Elle et son double
C’était il y a quelque temps
déjà, pendant les vacances de Noël. Un autre croisement de hasard survenu le
week-end dernier en a réactivé le souvenir et m’a donné l’envie de l’évoquer.
Nous avions passé avec
Constance la journée au musée du Quai Branly, associant la visite des
expositions (« Bénin » et « L’aristocrate et ses
cannibales ») avec une nouvelle tentative pour appréhender un peu mieux
les galeries permanentes (mais je suis resté sur ma première impression assez
négative). Nous nous étions posés pour souffler et nous restaurer au café
Branly. A côté de nous il y avait une famille, deux grands-parents, une mère et
ses deux pré-ados, un gars encore petit-garçon et une fille déjà jolie
demoiselle. Les a rejoints une femme d’une quarantaine d’années, à l’allure
plutô juvénile, elle-même maman et qui semble-t-il était la tante des deux
ados, une jolie femme à l’élégance simple, racée, aux cheveux blonds demi longs
tombant en liberté sur ses épaules, à la parole vive et déterminée, plutôt
joyeuse à sa surface mais laissant deviner je ne sais comment un sous-texte
intime moins gai, plus tendu. Ça m’a fait un flash. J’ai cru voir avec une
impressionnante intensité de présence une certaine amie...
Il y avait bien sûr une
grande ressemblance physique. Mais il ne s’agissait pas d’une reproduction à
l’identique, ce n’était ni un clone ni une jumelle homozygote. Et pourtant il y
avait quelque chose d’encore plus fort, que je ne saurai vraiment définir,
quelquechose de l’ordre de l’aura quoique je ne sache pas trop ce que ça peut
vouloir dire.
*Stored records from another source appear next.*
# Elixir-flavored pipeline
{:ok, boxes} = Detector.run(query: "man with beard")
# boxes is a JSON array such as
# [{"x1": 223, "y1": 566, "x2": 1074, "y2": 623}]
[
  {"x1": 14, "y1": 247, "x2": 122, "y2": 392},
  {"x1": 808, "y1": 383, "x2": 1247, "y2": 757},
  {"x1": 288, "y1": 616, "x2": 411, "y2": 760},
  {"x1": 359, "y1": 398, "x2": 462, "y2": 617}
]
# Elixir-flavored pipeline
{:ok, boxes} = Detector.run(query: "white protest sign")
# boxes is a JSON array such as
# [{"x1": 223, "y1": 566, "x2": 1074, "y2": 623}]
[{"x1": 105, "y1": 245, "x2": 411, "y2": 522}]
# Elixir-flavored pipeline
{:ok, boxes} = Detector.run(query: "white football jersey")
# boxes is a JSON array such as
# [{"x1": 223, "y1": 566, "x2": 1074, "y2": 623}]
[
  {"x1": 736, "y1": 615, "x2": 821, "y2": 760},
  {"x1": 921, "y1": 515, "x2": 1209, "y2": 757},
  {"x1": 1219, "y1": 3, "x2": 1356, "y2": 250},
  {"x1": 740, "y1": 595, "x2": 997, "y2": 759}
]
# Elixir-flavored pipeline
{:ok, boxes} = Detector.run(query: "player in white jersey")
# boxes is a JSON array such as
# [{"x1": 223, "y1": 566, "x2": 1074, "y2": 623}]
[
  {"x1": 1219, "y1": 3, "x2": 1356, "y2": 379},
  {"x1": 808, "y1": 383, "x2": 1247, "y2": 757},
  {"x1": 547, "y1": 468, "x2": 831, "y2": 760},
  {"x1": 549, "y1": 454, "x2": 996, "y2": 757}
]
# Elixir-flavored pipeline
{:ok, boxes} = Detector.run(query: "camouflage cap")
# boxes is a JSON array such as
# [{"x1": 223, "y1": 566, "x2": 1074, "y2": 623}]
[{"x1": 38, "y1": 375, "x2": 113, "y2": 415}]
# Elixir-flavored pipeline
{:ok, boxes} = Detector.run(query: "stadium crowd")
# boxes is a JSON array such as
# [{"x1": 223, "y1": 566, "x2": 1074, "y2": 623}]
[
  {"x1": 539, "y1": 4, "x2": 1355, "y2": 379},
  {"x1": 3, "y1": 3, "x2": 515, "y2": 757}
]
J’ai eu la conviction très forte que cette personne, bien au-delà
de la ressemblance physique, partageait une sorte de communauté de vie, dans
son positionnement culturel, social, et même psychologique, relationnel et
affectif avec la personne qu’elle m’a si intensément rappelée.
Je n’ai guère détaché d’elle
mon regard pendant tout le temps du repas ni mon oreille de ce qu’elle disait
comme pour tenter de percer le mystère. Je ne pense pas qu’elle s’en soit
aperçu, elle était entièrement accaparée par sa propre tablée. Et je continuais
quant à moi à assurer, au travers d’un autre circuit mental, ma présence et mes
paroles auprès de Constance.
Dans l’après-midi nous nous
sommes recroisés dans l’espace d’exposition. Comme par hasard j’ai à ce moment
là fait glisser pendant un petit moment notre propre visite dans ses pas, la
suivant et l’observant à distance.
Bref j’ai été assez
fasciné !
C’est très troublant ce
genre d’impression. Bien sûr il ne s’agit sans doute que d’un fantasme.
L’aurais-je interrogé, sans doute aurais-je trouvé une figure bien différente
de la personne qu’elle m’avait évoqué. N’empêche c’est l’impression que j’ai eu
et qui a perduré, et qui perdure au-delà de l’analyse rationnelle : elle
et elle étaient, ne pouvaient être, même si elles l’ignoraient, qu’en intime
proximité personnelle et affective !
Tiens, en écrivant ceci tout
à coup un souvenir cinématographique me revient. « La double vie de
Véronique » de Kieslowski. Oui ce film étrange peut aider à me faire
comprendre et donner une idée du sentiment qui m’a saisi.